マリオネット/藍ギン


開けたばかりの白い空が絡み付くような不快感を連れてくる。太陽が照っている訳でも無く、暑くて死んで仕舞うと云う程でも無い。ただ、空気だけが湿った様に充満している。揚羽蝶がギンの目の前をふらりと横切った。黒い羽を必死にはためかせる蝶を見上げてに、ああ夏が来ているのだと思う。

「ギン」

蜜を捜しに行く蝶を暫く見詰めていたギンに背後から藍染が声をかけた。低いテノール。常とは違い優しさ等欠片も込められてはいない。この声に囁かれた者は皆一様に、死んで終った。己を除いて。

「逢瀬は朝にするもんとちゃいますよ、」

揶揄を込めて呟き乍、藍染を振り返る。彼の後ろの昇りかけた太陽に目眩がした。余りの眩しさに、目を固くつむり両手で顔の前に影を造る。

「まるで、神さまや」

「?」

閉ざした瞼の裏に焼け付いた影が移る。陽光は容赦なく眼球を犯す。ギンの目は元から日の光に強くは出来ていない。痛みは脳髄まで駆け上がり、本当に気を抜けば倒れて仕舞いそうだった。

「藍染隊長の後ろに、後光がさしてはる」

幼子の様な事を呟いた。一瞬の間を置いて、藍染が笑う。

「まだ、神では無いよ」

いずれは、と言外に含ませて藍染は未だ両手で顔を隠した侭のギンに歩み寄った。白い石で作られた地面がざり、と音を立てる。そしてギンの細い手首を片手で掴むと、藍染は唇に己のそれを重ねた。侵入してくる舌先に、ギンは一拍戸惑った様な素振りを見せたが直ぐに藍染に従った。舌が歯茎の裏を撫ぜ、狭い口内を余す所無く蹂躙する。

「ん、」

長い口付けの後、酸素を欲して開かれたギンの唇から白い糸が跡を引いた。藍染は掴んだ腕を離さない侭、ギンを見据えると満足気に笑う。

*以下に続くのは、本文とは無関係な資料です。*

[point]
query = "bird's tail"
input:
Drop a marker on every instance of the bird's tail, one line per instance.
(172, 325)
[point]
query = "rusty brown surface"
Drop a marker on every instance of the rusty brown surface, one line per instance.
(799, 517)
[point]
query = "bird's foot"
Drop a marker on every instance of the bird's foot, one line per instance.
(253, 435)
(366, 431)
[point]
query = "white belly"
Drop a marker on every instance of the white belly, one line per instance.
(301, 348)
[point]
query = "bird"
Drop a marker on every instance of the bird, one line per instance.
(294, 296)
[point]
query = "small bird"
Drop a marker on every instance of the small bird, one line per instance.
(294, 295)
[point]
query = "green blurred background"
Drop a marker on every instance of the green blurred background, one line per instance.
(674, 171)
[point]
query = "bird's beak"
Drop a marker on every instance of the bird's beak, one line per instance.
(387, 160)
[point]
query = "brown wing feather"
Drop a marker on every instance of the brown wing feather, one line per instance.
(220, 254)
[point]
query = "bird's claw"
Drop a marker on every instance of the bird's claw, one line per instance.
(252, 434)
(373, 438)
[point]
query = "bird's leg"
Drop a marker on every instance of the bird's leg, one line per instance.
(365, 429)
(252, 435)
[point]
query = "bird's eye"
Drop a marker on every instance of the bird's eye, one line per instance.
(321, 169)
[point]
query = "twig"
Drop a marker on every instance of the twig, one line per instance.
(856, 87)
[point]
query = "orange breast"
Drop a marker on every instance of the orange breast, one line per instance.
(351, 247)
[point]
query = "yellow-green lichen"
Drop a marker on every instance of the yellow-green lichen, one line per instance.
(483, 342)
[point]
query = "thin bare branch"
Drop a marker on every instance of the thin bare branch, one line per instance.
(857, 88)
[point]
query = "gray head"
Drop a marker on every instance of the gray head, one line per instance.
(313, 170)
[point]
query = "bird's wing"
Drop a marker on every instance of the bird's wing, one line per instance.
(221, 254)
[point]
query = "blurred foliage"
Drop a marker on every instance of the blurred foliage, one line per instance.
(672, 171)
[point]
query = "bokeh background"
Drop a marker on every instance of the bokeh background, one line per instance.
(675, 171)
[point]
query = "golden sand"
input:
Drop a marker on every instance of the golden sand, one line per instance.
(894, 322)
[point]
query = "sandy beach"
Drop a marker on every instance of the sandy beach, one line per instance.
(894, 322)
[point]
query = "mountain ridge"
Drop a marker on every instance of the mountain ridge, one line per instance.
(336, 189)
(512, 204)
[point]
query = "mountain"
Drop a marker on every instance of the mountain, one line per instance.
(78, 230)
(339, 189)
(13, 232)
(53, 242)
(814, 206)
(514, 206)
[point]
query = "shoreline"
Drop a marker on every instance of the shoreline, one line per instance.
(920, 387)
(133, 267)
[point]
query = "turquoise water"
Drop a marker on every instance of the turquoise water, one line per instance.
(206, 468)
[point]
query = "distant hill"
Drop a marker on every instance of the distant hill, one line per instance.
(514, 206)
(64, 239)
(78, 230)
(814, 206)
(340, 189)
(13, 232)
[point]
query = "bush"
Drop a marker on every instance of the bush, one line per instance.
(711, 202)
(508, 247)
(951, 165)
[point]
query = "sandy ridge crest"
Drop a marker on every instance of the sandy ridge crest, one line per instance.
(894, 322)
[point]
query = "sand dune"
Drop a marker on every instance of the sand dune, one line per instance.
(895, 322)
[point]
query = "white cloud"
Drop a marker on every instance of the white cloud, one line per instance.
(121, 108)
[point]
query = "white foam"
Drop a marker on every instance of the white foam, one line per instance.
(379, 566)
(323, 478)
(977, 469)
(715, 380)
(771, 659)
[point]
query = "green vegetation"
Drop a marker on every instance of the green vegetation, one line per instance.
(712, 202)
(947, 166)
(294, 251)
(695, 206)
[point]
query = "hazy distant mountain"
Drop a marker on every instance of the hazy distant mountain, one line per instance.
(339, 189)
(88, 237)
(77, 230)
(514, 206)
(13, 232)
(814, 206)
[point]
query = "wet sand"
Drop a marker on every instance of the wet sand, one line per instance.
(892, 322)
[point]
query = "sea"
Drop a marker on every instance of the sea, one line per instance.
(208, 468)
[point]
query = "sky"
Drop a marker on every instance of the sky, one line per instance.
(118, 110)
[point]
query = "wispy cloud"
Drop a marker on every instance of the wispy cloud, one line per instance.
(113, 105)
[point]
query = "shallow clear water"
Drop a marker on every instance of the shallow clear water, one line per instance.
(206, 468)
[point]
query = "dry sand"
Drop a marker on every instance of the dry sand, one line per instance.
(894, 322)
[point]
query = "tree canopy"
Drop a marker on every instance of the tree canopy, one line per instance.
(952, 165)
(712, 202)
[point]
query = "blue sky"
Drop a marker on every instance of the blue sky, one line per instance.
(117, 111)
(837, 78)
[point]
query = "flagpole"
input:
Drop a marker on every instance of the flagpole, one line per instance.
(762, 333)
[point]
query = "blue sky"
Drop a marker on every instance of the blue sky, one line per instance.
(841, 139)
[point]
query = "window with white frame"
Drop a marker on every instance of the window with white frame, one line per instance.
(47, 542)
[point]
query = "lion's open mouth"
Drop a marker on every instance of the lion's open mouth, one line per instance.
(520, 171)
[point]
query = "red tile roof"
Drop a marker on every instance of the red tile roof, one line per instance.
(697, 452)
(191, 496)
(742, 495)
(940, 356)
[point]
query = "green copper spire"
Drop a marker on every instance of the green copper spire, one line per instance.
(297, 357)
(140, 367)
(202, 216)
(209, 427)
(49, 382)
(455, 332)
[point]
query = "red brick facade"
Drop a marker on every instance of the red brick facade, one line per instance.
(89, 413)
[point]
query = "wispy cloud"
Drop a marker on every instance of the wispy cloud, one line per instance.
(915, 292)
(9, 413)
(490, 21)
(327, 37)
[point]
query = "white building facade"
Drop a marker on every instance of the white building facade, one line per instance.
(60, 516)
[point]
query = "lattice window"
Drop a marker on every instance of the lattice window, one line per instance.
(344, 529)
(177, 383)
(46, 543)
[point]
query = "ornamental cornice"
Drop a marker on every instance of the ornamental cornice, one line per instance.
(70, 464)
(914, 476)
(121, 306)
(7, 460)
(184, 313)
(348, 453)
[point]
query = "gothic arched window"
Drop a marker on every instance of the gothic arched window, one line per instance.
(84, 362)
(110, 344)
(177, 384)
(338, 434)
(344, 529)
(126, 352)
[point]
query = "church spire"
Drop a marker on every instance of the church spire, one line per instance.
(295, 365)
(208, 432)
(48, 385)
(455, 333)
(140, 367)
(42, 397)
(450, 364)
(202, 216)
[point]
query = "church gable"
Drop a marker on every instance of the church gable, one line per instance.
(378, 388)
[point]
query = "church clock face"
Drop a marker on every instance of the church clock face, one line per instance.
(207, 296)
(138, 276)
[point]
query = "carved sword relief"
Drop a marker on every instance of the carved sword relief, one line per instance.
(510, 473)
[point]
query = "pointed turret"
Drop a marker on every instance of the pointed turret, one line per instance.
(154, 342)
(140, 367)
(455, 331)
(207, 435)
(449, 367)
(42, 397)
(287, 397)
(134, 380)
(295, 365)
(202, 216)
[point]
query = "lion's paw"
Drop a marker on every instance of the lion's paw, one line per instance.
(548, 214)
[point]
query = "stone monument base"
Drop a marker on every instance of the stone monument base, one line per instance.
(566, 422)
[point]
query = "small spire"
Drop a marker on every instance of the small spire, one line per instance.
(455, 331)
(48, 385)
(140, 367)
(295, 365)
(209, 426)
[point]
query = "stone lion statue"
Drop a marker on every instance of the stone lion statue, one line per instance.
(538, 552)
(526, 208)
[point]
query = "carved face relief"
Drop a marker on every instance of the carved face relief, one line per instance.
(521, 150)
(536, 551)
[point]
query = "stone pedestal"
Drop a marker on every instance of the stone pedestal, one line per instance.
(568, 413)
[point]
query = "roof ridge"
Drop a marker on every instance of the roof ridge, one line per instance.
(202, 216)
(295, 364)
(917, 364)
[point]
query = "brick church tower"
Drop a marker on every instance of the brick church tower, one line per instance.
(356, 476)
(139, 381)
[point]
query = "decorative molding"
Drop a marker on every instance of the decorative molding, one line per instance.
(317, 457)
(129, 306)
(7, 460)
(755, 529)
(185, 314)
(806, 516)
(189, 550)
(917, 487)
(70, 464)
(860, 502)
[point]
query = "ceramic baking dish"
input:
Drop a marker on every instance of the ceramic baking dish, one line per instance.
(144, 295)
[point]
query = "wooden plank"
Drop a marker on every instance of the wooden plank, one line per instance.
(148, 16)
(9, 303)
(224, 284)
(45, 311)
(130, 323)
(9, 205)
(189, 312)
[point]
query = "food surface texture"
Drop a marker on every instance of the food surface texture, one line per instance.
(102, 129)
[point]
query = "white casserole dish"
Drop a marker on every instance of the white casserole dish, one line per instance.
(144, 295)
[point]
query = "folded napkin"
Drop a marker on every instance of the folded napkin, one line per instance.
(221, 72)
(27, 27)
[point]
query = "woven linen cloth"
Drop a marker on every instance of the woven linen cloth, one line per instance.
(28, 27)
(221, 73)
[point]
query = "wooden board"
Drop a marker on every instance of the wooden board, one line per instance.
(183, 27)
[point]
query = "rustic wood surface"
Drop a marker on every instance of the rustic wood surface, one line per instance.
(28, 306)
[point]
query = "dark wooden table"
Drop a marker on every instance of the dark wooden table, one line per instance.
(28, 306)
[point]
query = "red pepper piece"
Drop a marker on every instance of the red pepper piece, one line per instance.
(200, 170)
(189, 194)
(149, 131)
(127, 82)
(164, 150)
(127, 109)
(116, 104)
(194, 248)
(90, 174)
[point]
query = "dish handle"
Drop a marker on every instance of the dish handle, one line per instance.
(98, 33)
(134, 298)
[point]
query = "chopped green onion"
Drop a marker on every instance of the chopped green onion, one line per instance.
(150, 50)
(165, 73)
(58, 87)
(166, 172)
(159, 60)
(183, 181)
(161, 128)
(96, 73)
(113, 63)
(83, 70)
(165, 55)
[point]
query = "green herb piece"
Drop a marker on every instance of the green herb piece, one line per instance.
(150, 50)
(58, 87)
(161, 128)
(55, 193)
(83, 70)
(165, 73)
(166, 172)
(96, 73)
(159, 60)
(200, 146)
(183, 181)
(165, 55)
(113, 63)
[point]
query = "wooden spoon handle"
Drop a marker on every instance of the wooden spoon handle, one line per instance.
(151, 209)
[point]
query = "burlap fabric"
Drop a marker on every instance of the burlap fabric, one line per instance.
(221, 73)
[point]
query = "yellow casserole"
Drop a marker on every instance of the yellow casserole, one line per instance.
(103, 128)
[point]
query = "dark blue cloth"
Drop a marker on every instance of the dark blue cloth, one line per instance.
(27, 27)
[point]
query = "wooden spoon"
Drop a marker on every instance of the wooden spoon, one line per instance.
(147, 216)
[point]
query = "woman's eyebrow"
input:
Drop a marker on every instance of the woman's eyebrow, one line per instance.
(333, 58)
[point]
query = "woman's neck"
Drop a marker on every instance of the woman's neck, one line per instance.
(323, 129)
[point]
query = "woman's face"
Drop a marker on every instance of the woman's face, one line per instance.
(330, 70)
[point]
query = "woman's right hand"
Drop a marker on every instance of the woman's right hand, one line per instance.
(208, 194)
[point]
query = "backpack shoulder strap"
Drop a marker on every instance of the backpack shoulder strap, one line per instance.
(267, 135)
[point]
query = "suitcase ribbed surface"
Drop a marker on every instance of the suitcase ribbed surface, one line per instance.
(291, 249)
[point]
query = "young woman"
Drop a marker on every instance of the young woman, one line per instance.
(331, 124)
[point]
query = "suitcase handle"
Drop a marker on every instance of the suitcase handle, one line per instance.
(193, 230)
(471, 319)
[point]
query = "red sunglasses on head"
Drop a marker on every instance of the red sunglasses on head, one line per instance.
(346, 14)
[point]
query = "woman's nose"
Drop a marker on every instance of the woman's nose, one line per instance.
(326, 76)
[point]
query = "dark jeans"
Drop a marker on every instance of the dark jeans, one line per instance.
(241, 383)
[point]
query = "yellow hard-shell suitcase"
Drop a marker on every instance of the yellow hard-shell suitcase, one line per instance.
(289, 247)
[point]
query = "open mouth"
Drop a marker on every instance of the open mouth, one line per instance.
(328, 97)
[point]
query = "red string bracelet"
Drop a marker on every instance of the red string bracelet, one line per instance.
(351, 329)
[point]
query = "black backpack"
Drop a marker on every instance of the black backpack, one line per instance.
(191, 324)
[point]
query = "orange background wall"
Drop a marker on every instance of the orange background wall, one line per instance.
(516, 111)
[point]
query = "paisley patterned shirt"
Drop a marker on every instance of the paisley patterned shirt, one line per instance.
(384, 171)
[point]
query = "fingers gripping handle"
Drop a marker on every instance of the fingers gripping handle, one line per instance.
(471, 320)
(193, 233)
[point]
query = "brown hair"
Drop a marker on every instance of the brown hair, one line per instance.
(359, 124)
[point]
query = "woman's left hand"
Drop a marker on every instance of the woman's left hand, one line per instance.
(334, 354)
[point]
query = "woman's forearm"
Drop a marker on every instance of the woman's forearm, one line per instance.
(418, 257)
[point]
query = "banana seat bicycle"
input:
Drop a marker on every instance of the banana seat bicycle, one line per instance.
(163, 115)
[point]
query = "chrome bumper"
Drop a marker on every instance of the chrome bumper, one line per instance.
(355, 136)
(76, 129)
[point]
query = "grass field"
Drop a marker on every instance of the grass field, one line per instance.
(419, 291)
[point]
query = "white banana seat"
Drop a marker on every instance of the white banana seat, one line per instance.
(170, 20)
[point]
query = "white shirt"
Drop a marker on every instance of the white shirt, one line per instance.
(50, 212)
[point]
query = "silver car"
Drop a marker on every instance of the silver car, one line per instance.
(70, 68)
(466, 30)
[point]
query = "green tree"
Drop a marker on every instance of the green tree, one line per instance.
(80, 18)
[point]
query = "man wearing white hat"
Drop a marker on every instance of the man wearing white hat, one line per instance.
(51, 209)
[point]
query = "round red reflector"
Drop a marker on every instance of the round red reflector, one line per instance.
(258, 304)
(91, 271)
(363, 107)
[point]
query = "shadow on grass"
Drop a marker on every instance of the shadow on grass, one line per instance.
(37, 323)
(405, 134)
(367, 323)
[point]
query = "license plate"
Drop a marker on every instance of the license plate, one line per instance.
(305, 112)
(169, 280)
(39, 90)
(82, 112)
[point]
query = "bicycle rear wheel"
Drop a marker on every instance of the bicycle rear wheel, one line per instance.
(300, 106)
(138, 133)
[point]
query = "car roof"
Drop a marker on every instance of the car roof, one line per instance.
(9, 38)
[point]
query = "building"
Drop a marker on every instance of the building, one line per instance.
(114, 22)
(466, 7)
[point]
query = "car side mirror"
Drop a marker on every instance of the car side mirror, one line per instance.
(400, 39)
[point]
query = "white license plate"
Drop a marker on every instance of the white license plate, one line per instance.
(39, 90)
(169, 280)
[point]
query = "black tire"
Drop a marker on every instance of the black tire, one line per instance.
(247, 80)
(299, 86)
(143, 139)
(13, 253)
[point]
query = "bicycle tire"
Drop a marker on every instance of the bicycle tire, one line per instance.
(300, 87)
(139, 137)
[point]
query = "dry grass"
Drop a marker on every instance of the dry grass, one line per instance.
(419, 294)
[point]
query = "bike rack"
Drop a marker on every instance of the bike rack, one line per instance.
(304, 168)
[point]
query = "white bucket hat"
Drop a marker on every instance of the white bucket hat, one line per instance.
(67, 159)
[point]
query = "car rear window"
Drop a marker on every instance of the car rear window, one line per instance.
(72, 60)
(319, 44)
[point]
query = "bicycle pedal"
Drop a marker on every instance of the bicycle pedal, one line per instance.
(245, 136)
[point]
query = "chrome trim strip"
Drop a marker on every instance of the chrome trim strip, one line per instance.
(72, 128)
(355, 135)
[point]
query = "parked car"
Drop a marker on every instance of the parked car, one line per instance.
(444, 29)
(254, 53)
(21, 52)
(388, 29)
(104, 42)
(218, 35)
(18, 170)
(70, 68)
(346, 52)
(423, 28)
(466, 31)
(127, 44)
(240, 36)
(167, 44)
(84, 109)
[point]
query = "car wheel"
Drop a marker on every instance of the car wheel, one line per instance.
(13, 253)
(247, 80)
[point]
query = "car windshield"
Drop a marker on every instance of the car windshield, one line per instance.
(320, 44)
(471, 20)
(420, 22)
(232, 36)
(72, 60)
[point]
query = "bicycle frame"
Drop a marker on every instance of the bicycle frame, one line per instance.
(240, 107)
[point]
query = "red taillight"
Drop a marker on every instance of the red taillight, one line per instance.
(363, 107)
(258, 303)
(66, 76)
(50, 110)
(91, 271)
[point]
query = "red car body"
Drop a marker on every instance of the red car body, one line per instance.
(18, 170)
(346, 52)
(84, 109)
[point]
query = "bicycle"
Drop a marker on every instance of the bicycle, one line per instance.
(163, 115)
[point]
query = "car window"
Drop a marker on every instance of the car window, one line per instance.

「その時に、君のいる場所は私の前では無い。君が居るべきは、私の後ろだ」

藍染の薄く開かれた唇が歪む。まるで逃がさぬと言っている様な言葉に背筋を、ぞくり、と駆け抜けるものがあった。掴まれた腕は、何時でも振り解ける筈なのにどうしても逃れられない。そして、理解する。彼が自分の居るべき場所を決めて仕舞ったなら、もう逆らえなどしない。もし、そこから逸脱して仕舞えば簡単に切り捨てられて終う。おそらく藍染と一番長く共にいて、一番彼の事を理解している自分でさえ、彼は何の感慨も見せずに殺す。一刀の元に切って棄てる。

「わかっとります、藍染隊長」

太陽は大分動いている。何時も通りの欺瞞に満ち足りた一日は、これから始まろうとしていた。